O ministro Gilson Dipp, do Superior Tribunal de Justiça (STJ), advertiu que a utilização indiscriminada do habeas corpus, em substituição a outros mecanismos processuais, pode levar à “desmoralização do sistema ordinário” e até mesmo comprometer a principal missão constitucional da Corte, que é a uniformização da jurisprudência sobre leis federais – construída, sobretudo, no julgamento dos recursos especiais.
Previsto entre as garantias fundamentais da Constituição, o habeas corpus é usado em defesa da pessoa que sofre ou está ameaçada de sofrer violência ou coação em sua liberdade de ir e vir, por ilegalidade ou abuso de poder. No entanto, segundo o ministro, esse instituto constitucional vem sendo transformado “em remédio para qualquer irresignação, no mais das vezes muito longe de qualquer alegação de violência ou coação contra a liberdade de locomoção”.
Ele sugeriu que, ante a “exuberância de impetrações”, o STJ considere com mais rigor o uso do habeas corpus, por meio da jurisprudência e ao menos no âmbito de sua jurisdição, “de modo a admitir tão só os pedidos cujo tema já tivesse sido objeto de exame pelas instâncias ordinárias, ou quando devida e oportunamente prequestionados”. Na opinião do ministro, “proteger os limites do habeas corpus é fazer respeitar sua credibilidade e funcionalidade”.
Gilson Dipp fez essas considerações ao julgar, como relator, mais um dos inúmeros pedidos de habeas corpus que se avolumam no STJ. Dessa vez, a ordem havia sido impetrada em favor de Lucio Ruedas Busto, ligado ao narcotráfico internacional controlado pelo Cartel de Juarez, do México, e que foi preso e condenado por lavagem de dinheiro e naturalização falsa no Brasil – onde usava o nome de Ernesto Plascencia San Vicente.
Cidadão mexicano, acusado de trazer ao país e aplicar US$ 3 milhões de origem ilícita, o réu foi condenado em Curitiba (PR) e, após apelação, teve a pena fixada em sete anos e seis meses de reclusão pelo Tribunal Regional Federal da 4ª Região (TRF4).
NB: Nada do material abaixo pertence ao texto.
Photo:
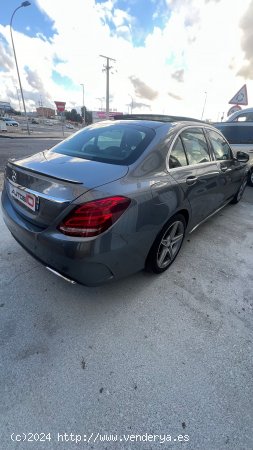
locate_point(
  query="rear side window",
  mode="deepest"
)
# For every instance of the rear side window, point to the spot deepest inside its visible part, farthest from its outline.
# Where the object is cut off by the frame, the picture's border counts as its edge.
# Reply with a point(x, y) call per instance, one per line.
point(196, 147)
point(221, 149)
point(237, 133)
point(114, 143)
point(177, 155)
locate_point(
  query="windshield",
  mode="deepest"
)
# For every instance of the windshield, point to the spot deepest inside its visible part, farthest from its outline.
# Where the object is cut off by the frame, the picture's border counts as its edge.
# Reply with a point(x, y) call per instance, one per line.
point(114, 144)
Além de um recurso especial que tramita no STJ, sua defesa impetrou habeas corpus para trancar a ação penal ou anular o processo. O pedido foi rejeitado de forma unânime pela Quinta Turma do STJ, conforme proposta do relator.
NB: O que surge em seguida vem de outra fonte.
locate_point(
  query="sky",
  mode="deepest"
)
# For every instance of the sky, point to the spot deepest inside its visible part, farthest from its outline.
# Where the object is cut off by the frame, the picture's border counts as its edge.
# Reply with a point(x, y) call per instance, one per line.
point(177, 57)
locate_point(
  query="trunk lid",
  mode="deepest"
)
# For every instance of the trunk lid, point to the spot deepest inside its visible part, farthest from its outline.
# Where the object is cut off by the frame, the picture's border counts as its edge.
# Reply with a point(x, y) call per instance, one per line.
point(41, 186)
A despeito da jurisprudência firme e sólida do STJ e dos demais tribunais do país de reconhecimento do habeas corpus como instrumento de proteção das garantias individuais, sendo a própria jurisprudência uma dessas garantias, não foi a primeira vez que o ministro Dipp criticou a enxurrada de habeas corpus utilizados como substitutivos de recursos regulares. O que o fez voltar ao tema foi a própria argumentação do impetrante, que recolocou em discussão uma tese que já havia sido apreciada pelo STJ em recurso especial sobre o mesmo caso.
“Chances ampliadas”
“Nunca é demais realçar que o recurso especial tem balizas muito mais rigorosas que o habeas corpus. Enquanto este não está sujeito a prazos e nem, como regra, reclama o prequestionamento, aquele, ao contrário, se sujeita a inúmeros requisitos”, reconheceu o impetrante. Segundo ele, as regras “menos estreitas” do habeas corpus, em comparação com as do recurso especial, “ampliam as chances da defesa”.
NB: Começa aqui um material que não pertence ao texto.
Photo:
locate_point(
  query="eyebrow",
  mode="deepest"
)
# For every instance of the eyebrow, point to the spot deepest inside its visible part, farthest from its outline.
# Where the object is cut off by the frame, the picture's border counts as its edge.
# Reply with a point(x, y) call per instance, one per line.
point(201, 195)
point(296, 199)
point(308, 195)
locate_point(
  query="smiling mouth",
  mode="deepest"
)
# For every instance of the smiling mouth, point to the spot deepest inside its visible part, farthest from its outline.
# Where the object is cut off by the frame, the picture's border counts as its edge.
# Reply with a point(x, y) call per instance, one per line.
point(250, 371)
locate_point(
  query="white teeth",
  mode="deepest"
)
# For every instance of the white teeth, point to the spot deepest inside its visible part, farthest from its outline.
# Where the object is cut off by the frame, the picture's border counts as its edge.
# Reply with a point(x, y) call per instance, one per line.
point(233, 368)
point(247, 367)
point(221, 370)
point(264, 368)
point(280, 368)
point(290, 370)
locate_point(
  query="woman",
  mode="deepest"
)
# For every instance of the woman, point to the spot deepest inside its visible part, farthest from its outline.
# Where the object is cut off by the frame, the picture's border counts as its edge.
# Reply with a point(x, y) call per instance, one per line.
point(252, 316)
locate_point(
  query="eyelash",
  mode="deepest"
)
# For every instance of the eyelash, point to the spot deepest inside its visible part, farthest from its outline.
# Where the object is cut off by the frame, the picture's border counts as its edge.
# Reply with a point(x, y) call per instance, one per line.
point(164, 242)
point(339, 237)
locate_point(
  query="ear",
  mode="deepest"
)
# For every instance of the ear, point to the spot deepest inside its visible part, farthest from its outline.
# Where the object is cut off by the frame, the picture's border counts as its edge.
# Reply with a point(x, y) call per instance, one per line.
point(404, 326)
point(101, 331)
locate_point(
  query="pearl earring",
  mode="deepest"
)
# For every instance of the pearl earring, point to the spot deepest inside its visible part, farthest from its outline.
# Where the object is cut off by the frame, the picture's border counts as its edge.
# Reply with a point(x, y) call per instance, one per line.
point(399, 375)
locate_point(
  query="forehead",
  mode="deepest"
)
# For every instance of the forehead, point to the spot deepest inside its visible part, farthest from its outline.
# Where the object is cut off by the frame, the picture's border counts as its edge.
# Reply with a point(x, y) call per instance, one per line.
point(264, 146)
Para o relator, o uso do habeas corpus – um instrumento amplo e quase sem limites, reservado a situações excepcionais – não deve generalizar-se com o propósito de “compelir a Corte a apreciar temas que, no recurso especial, porventura não poderia abordar sem as restrições naturais dessa espécie recursal”. O ministro disse que a impetração do habeas corpus em favor de Lucio Ruedas Busto estava cumprindo “obliquamente” uma função que o regime recursal reservou a outros mecanismos legais, “previstos e estruturados racionalmente para alcançar os resultados institucionais”.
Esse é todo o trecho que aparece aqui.